Günümüzde artık birçok insanın, birçok kurumun blogu var. Bloglar günümüzde bir sosyalleşme aracı durumunda ve çok çeşitli konularda bloglara rastlamak mümkün.
İster kendi blogumuz olsun, isterse profesyonel anlamda hazırlayacağımız bir kurumsal blog olsun isim ve marka bilinirliği ve ziyaretçi trafiğini daha da arttırmak için arama motoru optimizasyonuna önem vermeliyiz.
Özellikle ülkemizde ve dünyada en çok kullanılan blog yazılımı olan wordpress optimizasyonun üzerinde biraz durmak istiyorum.
Blog sık sık güncelleme gerektiren bir formattır. Blogunuz uzun süre güncellenmediğinde müdavim ziyaretçilerinizi kaybedersiniz. Mümkünse haftada en az üç yeni içerik girin. Fakat bu birçok blog yazarı için mümkün olmadığı için haftada en az bir yazı yazma alışkanlığı edinin.
İçerikler konusunda bir başka önemli husus, okuyucularınızın alıştığı zaman aralığında yazmaya devam etmenizdir. Örneğin okuyucularınızı haftada bir yazı girmenize alıştırdıysanız bu düzeni bozmayın. Bazen haftada üç dört yazı girip bazen bir ay boyunca blogunuza hiç uğramazlık yapmayın. Böyle yaparsanız okurlarınızı kısa sürede dağıtırsınız. Eğer iş şartlarınız bu periyoda uymanıza mani oluyorsa yazılarınızı zaman bulduğunuzda girin, fakat yayın tarihini rutine giren zaman göre ayarlayın. Örneğin Wordpress sisteminde içeriklerinizi ileri bir tarihte yayınlamak üzere ayarlayabilme özelliği mevcuttur.

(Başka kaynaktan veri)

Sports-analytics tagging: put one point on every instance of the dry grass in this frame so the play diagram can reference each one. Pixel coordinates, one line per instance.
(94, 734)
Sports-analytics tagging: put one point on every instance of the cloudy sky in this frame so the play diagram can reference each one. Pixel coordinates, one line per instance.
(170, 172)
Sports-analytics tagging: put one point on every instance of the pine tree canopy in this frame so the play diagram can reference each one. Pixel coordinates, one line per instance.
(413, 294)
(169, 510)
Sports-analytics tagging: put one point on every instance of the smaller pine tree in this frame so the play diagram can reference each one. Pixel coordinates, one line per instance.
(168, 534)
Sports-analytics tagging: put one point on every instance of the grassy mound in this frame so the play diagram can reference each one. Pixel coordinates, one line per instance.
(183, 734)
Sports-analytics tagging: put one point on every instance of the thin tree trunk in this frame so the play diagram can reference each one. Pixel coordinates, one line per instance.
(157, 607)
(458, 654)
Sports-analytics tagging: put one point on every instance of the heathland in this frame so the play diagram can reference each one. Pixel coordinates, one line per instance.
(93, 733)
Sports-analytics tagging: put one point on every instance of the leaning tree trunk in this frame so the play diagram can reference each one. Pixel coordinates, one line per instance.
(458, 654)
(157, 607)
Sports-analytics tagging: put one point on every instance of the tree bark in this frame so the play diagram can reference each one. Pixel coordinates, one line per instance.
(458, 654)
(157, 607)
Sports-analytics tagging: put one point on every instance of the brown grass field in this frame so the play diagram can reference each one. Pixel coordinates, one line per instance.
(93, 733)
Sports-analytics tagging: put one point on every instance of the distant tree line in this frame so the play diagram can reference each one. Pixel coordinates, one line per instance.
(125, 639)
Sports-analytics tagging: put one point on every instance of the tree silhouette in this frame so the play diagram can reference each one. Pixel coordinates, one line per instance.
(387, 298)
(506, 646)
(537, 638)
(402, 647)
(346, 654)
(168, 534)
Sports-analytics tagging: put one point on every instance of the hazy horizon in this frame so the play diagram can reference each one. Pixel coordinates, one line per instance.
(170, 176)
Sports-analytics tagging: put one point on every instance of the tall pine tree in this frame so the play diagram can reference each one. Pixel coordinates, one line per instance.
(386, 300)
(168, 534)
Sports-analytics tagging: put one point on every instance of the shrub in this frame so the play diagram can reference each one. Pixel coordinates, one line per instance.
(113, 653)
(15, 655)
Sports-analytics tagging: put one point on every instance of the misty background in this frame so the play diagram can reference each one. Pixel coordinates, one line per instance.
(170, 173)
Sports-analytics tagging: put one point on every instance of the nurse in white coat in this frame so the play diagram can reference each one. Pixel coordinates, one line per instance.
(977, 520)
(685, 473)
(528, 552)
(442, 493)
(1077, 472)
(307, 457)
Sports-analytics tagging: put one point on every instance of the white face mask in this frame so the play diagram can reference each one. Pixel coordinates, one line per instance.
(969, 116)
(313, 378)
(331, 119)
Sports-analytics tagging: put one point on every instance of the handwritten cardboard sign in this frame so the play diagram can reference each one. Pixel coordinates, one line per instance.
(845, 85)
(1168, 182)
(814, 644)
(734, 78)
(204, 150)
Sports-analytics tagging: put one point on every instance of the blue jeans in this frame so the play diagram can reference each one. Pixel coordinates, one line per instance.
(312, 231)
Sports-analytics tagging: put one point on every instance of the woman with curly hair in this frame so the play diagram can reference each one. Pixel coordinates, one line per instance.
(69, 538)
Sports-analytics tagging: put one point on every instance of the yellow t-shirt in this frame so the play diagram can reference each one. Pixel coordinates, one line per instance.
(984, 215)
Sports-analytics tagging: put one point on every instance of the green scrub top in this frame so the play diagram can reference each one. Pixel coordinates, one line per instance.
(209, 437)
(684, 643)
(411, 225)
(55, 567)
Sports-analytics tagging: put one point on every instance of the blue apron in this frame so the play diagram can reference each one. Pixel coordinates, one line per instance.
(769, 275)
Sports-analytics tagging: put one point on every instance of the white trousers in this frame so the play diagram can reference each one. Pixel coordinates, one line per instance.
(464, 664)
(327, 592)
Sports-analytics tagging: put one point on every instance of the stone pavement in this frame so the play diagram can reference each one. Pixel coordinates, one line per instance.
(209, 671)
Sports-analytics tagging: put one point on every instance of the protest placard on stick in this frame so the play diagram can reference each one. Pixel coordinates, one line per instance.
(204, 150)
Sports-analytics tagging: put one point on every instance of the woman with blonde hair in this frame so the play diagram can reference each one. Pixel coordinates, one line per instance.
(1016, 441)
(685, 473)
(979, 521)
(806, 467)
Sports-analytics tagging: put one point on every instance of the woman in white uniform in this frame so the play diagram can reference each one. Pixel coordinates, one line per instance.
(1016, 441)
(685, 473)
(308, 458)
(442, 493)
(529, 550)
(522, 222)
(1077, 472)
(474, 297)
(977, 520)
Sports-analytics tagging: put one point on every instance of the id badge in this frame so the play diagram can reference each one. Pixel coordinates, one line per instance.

Girdiğiniz içerikleri düzenlemeyi ihmal etmeyin, üşenmeyin. Buna ayıracağınız zaman size arama motorlarında daha üst sıralar olarak ve daha çok müdavim okuyucu olarak dönecektir. Çünkü içeriklerinizi pargraflara ayrmak, uygunyerleri maddeleştirmek, uzun yazılarda ara başlıklar kullanmak, önemli kelime ve kelime öbeklerini kalın ya da italik yazmak yazılarınızın okunabilirliğini arttıracak, insanlar içeriklerinizi okumaktan keyif alacaktır.
Arama motorları açısından da metinleri düzenlemenizi sağlayan etiketleri kullanmanızın gerekliliğini ve nasıl kullanılacaklarını daha sonra sizlere izah edeceğim.
Blogunuzda mutlaka RSS Besleme (Feed) kullanıın. Artık insanlar sidebar’da yer alan turuncu renkli besleme butonlarına alıştı ve kullanımı yaygınlaşmakta. Ayrıca blogunuzda feed burner kullanın ve ziyaretçilerinizin e-posta yoluyla abone olabilmelerine ve e-posta yoluyla yeni içeriklerden haberdar olabilmelerine imkan verin.
Eğer yaptığınız blog bir kurumun ana sitesine bağlı bir alt alan adında (subdomain) ise sadece menüye bağlantı eklemekle yetinmeyip, şirket sitesinde mesela “blogda en çok okunanlar” gibi bir bölüm hazırlayarak site ziyaretçilerini şirket blogunu okumalarını teşvik edin. Böylece ziyaretçilerin sitede daha uzun süre kalmalarını sağlamış olursunuz. Çünkü bloglar şirket sitelerinin resmi yüzünü yumuşatan ve potansiyel müşterilerinizle daha insani bir diyalog ortam sağlayan yapılardır. Bu yaklaşım markanıza olan sempatiyi de attıracaktır.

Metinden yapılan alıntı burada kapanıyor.